De 500 escudos a 4,4 mil milhões
O primeiro ordenado mensal de Américo Amorim foi 500 escudos (cerca de 2,5 euros). Em Março de 2017, a sua fortuna estava avaliada, de acordo com a revista Forbes, em 4,4 mil milhões de euros. Era o homem mais rico de Portugal.
Três filhas e um império corticeiro
Em 1969, três factos marcantes: casa-se com Maria Fernanda Oliveira Ramos, que viria a dar-lhe três filhas (Paula, Marta e Maria Luísa), compra o seu primeiro carro novo (um Rover) e, juntamente com os seus irmãos, que detinham apenas 20% da empresa, passa a controlar 100% da Amorim & Irmãos. O chefe do clã tinha agora rédea solta para concretizar o sonho de chegar à liderança mundial da produção e distribuição de produtos de cortiça.
Para atingir tão grandiosa ambição, furou a então "cortina de ferro" para fazer negócios no Leste europeu e na ex-União Soviética, contornou o condicionalismo industrial durante o consulado de Oliveira Salazar – chegou a comprar alvarás industriais, algo que a lei proibia – e conseguiu passar incólume pelos tempos quentes pós-Abril de 1974. O Conselho da Revolução chegou a aprovou a nacionalização do sector da cortiça, que nunca viria a acontecer.

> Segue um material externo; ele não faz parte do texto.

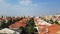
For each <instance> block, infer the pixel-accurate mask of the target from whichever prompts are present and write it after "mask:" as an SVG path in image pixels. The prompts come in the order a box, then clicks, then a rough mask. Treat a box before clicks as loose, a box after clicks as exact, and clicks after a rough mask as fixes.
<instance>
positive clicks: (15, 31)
mask: <svg viewBox="0 0 60 34" xmlns="http://www.w3.org/2000/svg"><path fill="white" fill-rule="evenodd" d="M0 34H19V32H16V31H14V30H11V29H8V28H4V29H2V30H0Z"/></svg>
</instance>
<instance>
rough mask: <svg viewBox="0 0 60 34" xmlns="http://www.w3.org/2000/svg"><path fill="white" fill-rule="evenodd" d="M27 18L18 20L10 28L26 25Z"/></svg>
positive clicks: (17, 27)
mask: <svg viewBox="0 0 60 34" xmlns="http://www.w3.org/2000/svg"><path fill="white" fill-rule="evenodd" d="M26 22H27V19H22V20H21V21H18V22H16V23H14V24H12V25H10V26H9V28H19V27H20V26H23V27H25V26H26Z"/></svg>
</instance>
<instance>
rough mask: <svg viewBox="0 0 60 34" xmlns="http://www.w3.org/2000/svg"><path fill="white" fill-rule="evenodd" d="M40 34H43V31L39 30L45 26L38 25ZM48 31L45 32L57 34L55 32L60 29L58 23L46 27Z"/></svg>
mask: <svg viewBox="0 0 60 34" xmlns="http://www.w3.org/2000/svg"><path fill="white" fill-rule="evenodd" d="M38 29H39V32H40V34H44V32H41V30H46V27H45V28H40V27H38ZM48 31H49V32H48V33H47V34H57V33H56V32H58V31H60V25H57V24H53V25H51V26H49V27H48Z"/></svg>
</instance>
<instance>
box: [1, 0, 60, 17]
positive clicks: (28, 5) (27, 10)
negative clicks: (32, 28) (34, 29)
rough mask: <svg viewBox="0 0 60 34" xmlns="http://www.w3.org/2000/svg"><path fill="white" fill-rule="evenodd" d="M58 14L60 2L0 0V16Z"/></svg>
mask: <svg viewBox="0 0 60 34" xmlns="http://www.w3.org/2000/svg"><path fill="white" fill-rule="evenodd" d="M56 13H60V0H0V15H7V16H40V15H53V14H56Z"/></svg>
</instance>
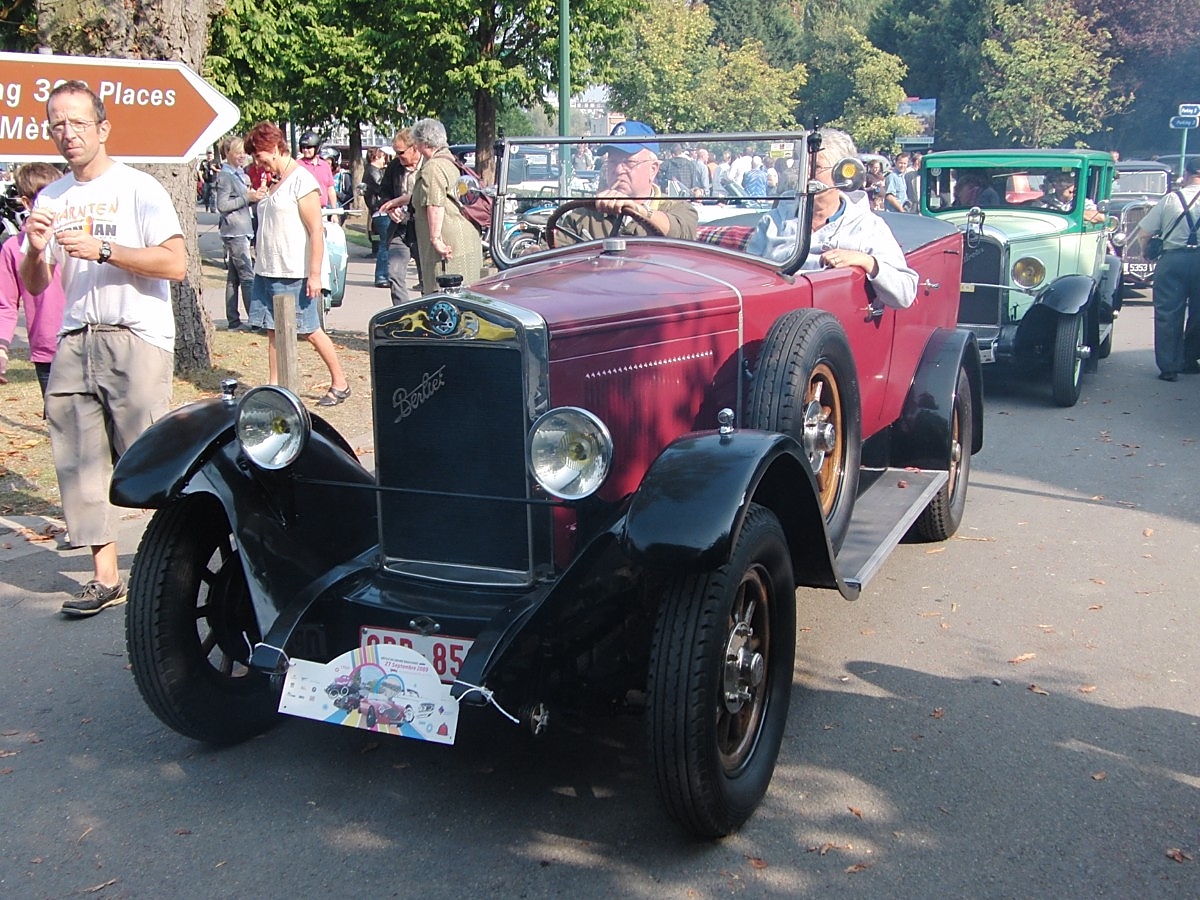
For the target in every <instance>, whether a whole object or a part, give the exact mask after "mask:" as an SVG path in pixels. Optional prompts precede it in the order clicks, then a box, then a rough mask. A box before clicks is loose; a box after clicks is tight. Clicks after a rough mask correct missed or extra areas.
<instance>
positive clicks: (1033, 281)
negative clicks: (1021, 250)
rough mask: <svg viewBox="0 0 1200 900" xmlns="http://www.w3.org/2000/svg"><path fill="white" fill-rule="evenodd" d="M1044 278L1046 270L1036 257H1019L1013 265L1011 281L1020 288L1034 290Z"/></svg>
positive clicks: (1042, 264)
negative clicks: (1027, 288)
mask: <svg viewBox="0 0 1200 900" xmlns="http://www.w3.org/2000/svg"><path fill="white" fill-rule="evenodd" d="M1045 277H1046V268H1045V265H1043V264H1042V260H1040V259H1038V258H1037V257H1021V258H1020V259H1018V260H1016V262H1015V263H1013V281H1014V282H1015V283H1016V284H1020V286H1021V287H1022V288H1036V287H1037V286H1038V284H1040V283H1042V282H1043V281H1045Z"/></svg>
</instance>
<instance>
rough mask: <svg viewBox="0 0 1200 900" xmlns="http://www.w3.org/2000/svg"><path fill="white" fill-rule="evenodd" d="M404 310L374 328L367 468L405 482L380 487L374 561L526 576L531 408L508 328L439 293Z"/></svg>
mask: <svg viewBox="0 0 1200 900" xmlns="http://www.w3.org/2000/svg"><path fill="white" fill-rule="evenodd" d="M404 308H407V310H409V311H408V312H402V311H400V310H397V311H395V312H392V311H389V312H386V313H382V314H380V316H379V317H377V318H376V320H374V322H373V323H372V347H371V353H372V370H373V377H374V400H373V404H374V425H376V473H377V476H378V479H379V485H380V486H382V487H385V488H403V490H402V491H391V490H385V491H380V493H379V522H380V535H379V538H380V550H382V553H383V557H384V564H385V565H388V568H391V569H394V570H396V571H404V572H409V574H414V575H421V576H425V577H452V578H454V580H456V581H472V580H478V581H479V582H480V583H492V582H496V581H500V582H504V583H515V582H523V581H528V578H529V577H530V575H529V574H530V572H532V570H533V569H534V566H535V564H536V562H538V560H535V559H534V558H533V557H534V551H532V548H530V547H532V533H530V532H532V529H530V522H532V521H533V520H534V518H535V517H536V516H535V515H532V512H530V508H529V505H528V504H526V503H523V500H526V499H527V498H528V497H529V487H528V481H527V474H526V473H527V467H526V432H527V428H528V424H529V413H528V404H527V383H526V374H527V372H526V355H524V353H523V352H522V346H521V342H520V341H518V340H516V335H517V332H518V329H517V328H515V326H514V325H515V324H516V323H506V324H508V325H509V326H508V328H504V326H497V325H496V324H494V322H496V319H497V318H498V317H494V316H490V317H488V318H487V319H485V318H484V316H482V314H481V313H472V312H462V313H460V310H458V307H457V306H456V305H454V304H451V302H449V301H446V300H443V301H438V302H434V301H428V300H426V301H424V302H422V308H418V310H415V311H412V307H404ZM439 316H440V317H444V318H437V317H439ZM488 319H490V320H488ZM463 323H467V324H468V325H469V328H470V329H473V330H467V328H464V325H463ZM533 546H538V542H536V541H534V542H533Z"/></svg>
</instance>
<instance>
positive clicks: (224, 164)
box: [214, 138, 254, 331]
mask: <svg viewBox="0 0 1200 900" xmlns="http://www.w3.org/2000/svg"><path fill="white" fill-rule="evenodd" d="M221 156H222V158H223V160H224V163H223V164H222V166H221V172H220V173H217V180H216V185H215V188H214V192H215V196H216V205H217V212H220V214H221V226H220V228H221V240H222V241H223V242H224V247H226V328H227V329H228V330H229V331H239V330H241V328H242V322H241V317H242V311H245V313H246V316H250V290H251V287H252V286H253V283H254V263H253V260H252V259H251V256H250V241H251V238H252V236H253V234H254V226H253V222H252V217H251V209H252V204H251V200H250V178H248V176H247V175H246V173H245V170H244V169H242V168H241V163H242V160H244V158H245V156H246V148H245V145H244V144H242V140H241V138H227V139H226V140H223V142H221ZM239 292H240V293H241V310H239V308H238V293H239Z"/></svg>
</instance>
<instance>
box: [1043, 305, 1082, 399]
mask: <svg viewBox="0 0 1200 900" xmlns="http://www.w3.org/2000/svg"><path fill="white" fill-rule="evenodd" d="M1085 324H1086V323H1085V314H1084V312H1076V313H1074V314H1072V316H1060V317H1058V328H1057V331H1056V332H1055V341H1054V368H1052V371H1051V374H1050V383H1051V392H1052V394H1054V402H1055V403H1057V404H1058V406H1061V407H1073V406H1075V402H1076V401H1078V400H1079V392H1080V389H1081V388H1082V382H1084V325H1085Z"/></svg>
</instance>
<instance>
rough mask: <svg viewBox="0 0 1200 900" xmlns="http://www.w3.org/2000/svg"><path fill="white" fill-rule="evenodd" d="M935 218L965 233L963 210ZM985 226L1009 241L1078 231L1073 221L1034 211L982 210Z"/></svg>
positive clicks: (1051, 213)
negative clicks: (996, 232) (982, 211)
mask: <svg viewBox="0 0 1200 900" xmlns="http://www.w3.org/2000/svg"><path fill="white" fill-rule="evenodd" d="M935 218H940V220H942V221H943V222H950V223H953V224H955V226H958V227H959V228H960V229H962V230H966V227H967V212H966V210H955V211H954V212H943V214H940V215H937V216H935ZM984 227H985V228H986V229H988V230H990V232H998V233H1001V234H1003V235H1007V236H1008V238H1009V239H1010V240H1012V239H1019V238H1043V236H1048V235H1055V234H1068V233H1070V232H1074V230H1078V229H1076V228H1075V227H1074V222H1073V221H1072V220H1069V218H1066V217H1063V216H1060V215H1056V214H1054V212H1043V211H1040V210H1034V209H1021V210H984Z"/></svg>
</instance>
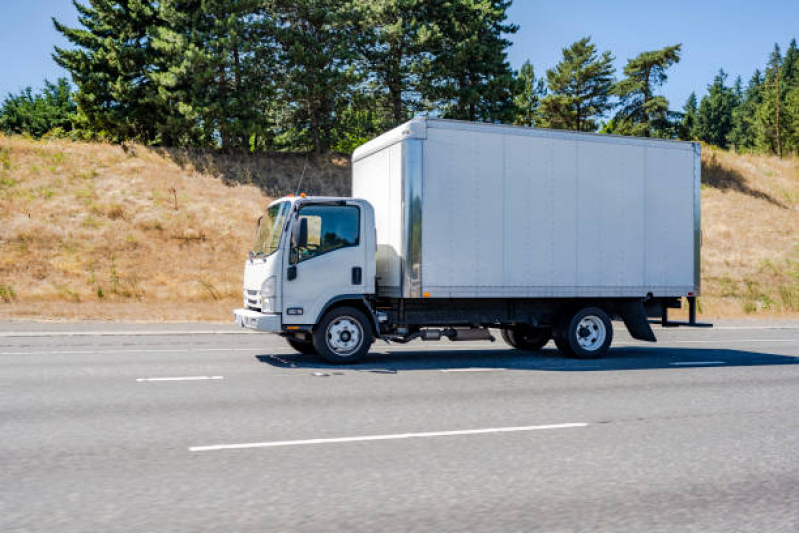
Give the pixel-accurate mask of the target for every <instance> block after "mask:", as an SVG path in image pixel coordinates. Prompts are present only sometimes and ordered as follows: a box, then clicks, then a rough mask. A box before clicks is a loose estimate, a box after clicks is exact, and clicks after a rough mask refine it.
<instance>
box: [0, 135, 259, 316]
mask: <svg viewBox="0 0 799 533" xmlns="http://www.w3.org/2000/svg"><path fill="white" fill-rule="evenodd" d="M267 202H268V198H267V197H266V196H265V195H264V194H262V193H261V191H260V190H259V189H258V188H257V187H254V186H236V185H234V186H228V185H225V184H224V183H223V182H222V181H221V180H220V179H218V178H215V177H212V176H210V175H207V174H201V173H198V172H196V171H195V169H194V168H193V166H191V165H190V164H188V165H186V166H183V167H181V166H179V165H178V164H176V163H174V162H173V161H172V160H171V159H170V158H169V157H168V156H163V155H159V154H157V153H156V152H154V151H151V150H147V149H145V148H142V147H133V148H129V149H127V150H123V148H121V147H119V146H111V145H106V144H86V143H72V142H68V141H49V142H35V141H31V140H27V139H23V138H21V137H0V213H1V214H0V297H1V298H2V299H3V300H5V303H3V301H0V316H2V317H4V318H5V317H40V318H45V317H58V318H97V319H124V320H135V319H141V320H155V319H168V320H181V319H182V320H208V319H216V320H227V319H228V317H229V316H230V310H231V308H232V307H233V306H235V305H239V304H240V302H241V296H240V295H241V273H242V268H243V258H244V257H245V256H246V251H247V249H248V246H249V244H250V242H249V241H250V239H251V236H252V234H253V227H254V223H255V219H256V218H257V217H258V214H259V212H260V210H261V209H262V207H263V206H264V205H265V204H266V203H267Z"/></svg>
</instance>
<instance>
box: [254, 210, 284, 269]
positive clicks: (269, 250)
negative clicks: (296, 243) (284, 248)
mask: <svg viewBox="0 0 799 533" xmlns="http://www.w3.org/2000/svg"><path fill="white" fill-rule="evenodd" d="M288 212H289V202H281V203H279V204H275V205H271V206H269V207H267V208H266V211H265V212H264V216H262V217H261V220H260V221H259V223H258V231H257V232H256V233H255V243H254V244H253V245H252V251H253V253H254V254H255V255H257V256H258V255H261V256H262V255H269V254H271V253H272V252H274V251H275V250H277V246H278V244H280V235H281V234H282V233H283V226H284V225H285V222H286V216H287V215H288Z"/></svg>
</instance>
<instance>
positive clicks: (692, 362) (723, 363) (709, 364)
mask: <svg viewBox="0 0 799 533" xmlns="http://www.w3.org/2000/svg"><path fill="white" fill-rule="evenodd" d="M669 364H670V365H673V366H694V365H726V364H727V361H679V362H677V363H669Z"/></svg>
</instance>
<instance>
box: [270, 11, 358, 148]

Com os trabalhadores do seu lado e um currículo de proximidade aos países comunistas, Amorim não só conseguiu manter o seu império corticeiro como até, aproveitando os preços de saldo da altura, comprar terras no Alentejo para alimentar as suas fábricas. Nos anos 70 e 80 reforça o império industrial através da compra de várias empresas, aquém e além-fronteiras. Na sua edição de 26 de Outubro de 1992, um artigo da "Forbes" intitulado "The King of Cork" punha Américo nas nuvens: "Amorim na indústria corticeira é o número um, dois, três, quatro e cinco."
Banca, telecomunicações, imobiliário e energia
Dez anos antes, construída a maior corticeira mundial, Américo Amorim diversifica a actividade e funda a primeira sociedade de investimento privada, a SPI, que mais tarde se transforma no primeiro banco privado português – o BPI. Em 1984, perante a recusa da instituição em transformar-se em banco comercial, parte para a criação do BCP. Em 1987 coloca a Corticeira Amorim em bolsa, participa na fundação da SPR (Sociedade Portuguesa de Capital de Risco) e na Ocidental Seguros, e faz uma "joint-venture" com o grupo francês Accor para a construção de hotéis em Portugal, entre outros negócios.
Chegado a 1991, concretiza um dos maiores negócios de sempre em Portugal: está na fundação da Telecel (hoje Vodafone), vindo quatro anos depois a vender por 100 milhões uma participação que lhe tinha custa apenas 15 milhões de euros.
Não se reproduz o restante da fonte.